Indeed, this sensation is only confirmed by the results of the comprehensive benchmark testing undergone by Gemini: it has displayed state-of-the-art performance in 30 out of 32 widely used benchmarks in LLM research and development. Furthermore, Gemini Ultra is the first model to surpass human experts on the MMLU (massive multitask language understanding), a test measuring multitask accuracy by evaluating knowledge and problem-solving skills by way of 57 tasks covering subjects such as elementary mathematics, US history, law, computer science, medicine, and more.
Thanks to its multimodal training, Gemini also achieves state-of-the-art performance in image benchmarks without the assistance of OCR. Finally, the model also achieved a state-of-the-art score of 59.4% on the new MMMU (Massive Multi-discipline Multimodal Understanding) benchmark that comprises "11.5K meticulously collected multimodal questions from college exams, quizzes, and textbooks, covering six core disciplines: Art & Design, Business, Science, Health & Medicine, Humanities & Social Science, and Tech & Engineering."
Another of Gemini's most salient features is its flexibility. The family of models includes three different sizes, intended for specific purposes: Gemini Ultra is the largest, most capable model that excels at complex tasks; Gemini Pro is the most scalable model, delivering a wide range of applications; and Gemini Nano is the most efficient model, intended for on-device task performance. Pixel 8 Pro is the first smartphone engineered to run Gemini. Features such as Summarize in the Recorder app and Smart Reply in GBoard will be powered by Gemini Nano. Android developers can build with Gemini Nano via AICore, a new system capability available in Android 14, currently in early preview.

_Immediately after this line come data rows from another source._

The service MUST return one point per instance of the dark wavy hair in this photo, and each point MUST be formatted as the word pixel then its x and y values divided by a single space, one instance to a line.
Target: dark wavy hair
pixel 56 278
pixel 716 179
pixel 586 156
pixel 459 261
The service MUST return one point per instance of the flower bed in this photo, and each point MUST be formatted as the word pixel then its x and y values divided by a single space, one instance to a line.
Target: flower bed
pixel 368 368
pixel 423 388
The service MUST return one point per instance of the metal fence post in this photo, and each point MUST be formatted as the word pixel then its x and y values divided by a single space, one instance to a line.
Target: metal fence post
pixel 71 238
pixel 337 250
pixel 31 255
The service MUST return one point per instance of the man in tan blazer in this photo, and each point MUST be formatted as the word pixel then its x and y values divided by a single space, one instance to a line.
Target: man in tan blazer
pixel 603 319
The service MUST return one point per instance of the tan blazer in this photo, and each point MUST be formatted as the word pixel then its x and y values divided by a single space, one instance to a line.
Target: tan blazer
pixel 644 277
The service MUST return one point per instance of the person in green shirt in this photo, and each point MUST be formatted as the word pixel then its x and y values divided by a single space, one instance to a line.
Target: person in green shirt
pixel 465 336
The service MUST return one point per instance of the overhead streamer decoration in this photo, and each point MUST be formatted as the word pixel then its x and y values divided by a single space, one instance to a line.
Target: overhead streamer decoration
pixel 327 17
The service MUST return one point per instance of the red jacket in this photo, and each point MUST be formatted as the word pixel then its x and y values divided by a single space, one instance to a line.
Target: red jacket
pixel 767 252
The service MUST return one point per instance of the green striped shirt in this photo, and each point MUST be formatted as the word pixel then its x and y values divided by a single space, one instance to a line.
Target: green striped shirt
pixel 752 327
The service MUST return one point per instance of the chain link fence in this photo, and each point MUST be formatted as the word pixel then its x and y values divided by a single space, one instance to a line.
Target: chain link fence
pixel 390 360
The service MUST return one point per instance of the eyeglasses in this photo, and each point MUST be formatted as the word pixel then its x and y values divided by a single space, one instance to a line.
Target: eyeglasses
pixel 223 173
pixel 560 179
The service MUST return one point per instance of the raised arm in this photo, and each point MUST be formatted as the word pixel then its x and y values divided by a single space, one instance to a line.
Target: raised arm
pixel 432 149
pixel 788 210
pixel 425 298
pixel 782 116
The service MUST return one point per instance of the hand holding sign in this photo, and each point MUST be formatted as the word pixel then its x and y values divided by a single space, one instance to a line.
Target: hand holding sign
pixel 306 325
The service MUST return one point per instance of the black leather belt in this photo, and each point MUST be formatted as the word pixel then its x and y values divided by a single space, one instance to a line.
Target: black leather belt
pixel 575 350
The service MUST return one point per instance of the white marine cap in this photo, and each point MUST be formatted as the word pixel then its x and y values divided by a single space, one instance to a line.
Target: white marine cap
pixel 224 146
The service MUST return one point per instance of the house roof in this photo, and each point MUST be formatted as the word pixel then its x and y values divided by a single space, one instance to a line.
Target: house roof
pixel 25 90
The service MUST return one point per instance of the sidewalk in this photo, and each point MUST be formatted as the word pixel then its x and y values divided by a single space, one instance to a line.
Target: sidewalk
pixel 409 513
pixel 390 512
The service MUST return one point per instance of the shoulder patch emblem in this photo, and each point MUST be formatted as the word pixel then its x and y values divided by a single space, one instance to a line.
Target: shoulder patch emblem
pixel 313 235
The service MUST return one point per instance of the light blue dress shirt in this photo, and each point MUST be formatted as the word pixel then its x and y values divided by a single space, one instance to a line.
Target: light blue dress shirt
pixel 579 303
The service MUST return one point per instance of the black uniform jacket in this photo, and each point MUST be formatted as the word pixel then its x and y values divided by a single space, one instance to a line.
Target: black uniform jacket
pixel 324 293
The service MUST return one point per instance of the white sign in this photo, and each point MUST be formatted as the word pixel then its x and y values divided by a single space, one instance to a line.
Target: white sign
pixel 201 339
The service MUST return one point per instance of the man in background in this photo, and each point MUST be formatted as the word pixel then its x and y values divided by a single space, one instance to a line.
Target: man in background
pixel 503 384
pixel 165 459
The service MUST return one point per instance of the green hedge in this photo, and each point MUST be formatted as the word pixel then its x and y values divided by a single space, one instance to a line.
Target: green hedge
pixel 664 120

Seeing that Gemini Pro is meant to be a scalable model, it is no surprise that Bard will now rely on a fine-tuned version of Gemini Pro for more advanced reasoning. The company also expects to roll out Gemini in several products, including Search, Ads, and Chrome. Developers and enterprises will have access to Gemini Pro via the Gemini API in Google AI Studio or Google Cloud Vertex AI starting December 13. Google AI Studio is the company's web-based developer tool to build and launch apps using an API key. In contrast, Vertex AI is a fully managed AI platform for customizing Gemini while benefiting from many Google Cloud features for enterprise security and data privacy, governance, and compliance.
These developer tools will be matched with the availability of Cloud TPU v5p, Google's "most powerful, scalable, and flexible AI accelerator thus far." Gemini 1.0 was trained using the in-house designed v4 and v5e TPUs, the same AI accelerators found at the core of AI-powered products such as Search, YouTube, and Gmail. The v5p TPUs will expedite Gemini's development and will continue to enable customers to train and deploy large-scale AI models efficiently.
Gemini Ultra is coming soon, as extensive trust and safety checks are underway. Before general availability, Google will offer Gemini Ultra access to select partners, customers, and experts for feedback before the model rolls out to developers and enterprises early next year. The availability of Gemini Ultra will be joined by the launch of Bard Advanced, an AI experience powered by Google's best models and capabilities. The company's AI Principles guided Gemini's development, and extensive efforts were made to ensure the models comply with the most up-to-date security and safety benchmarks.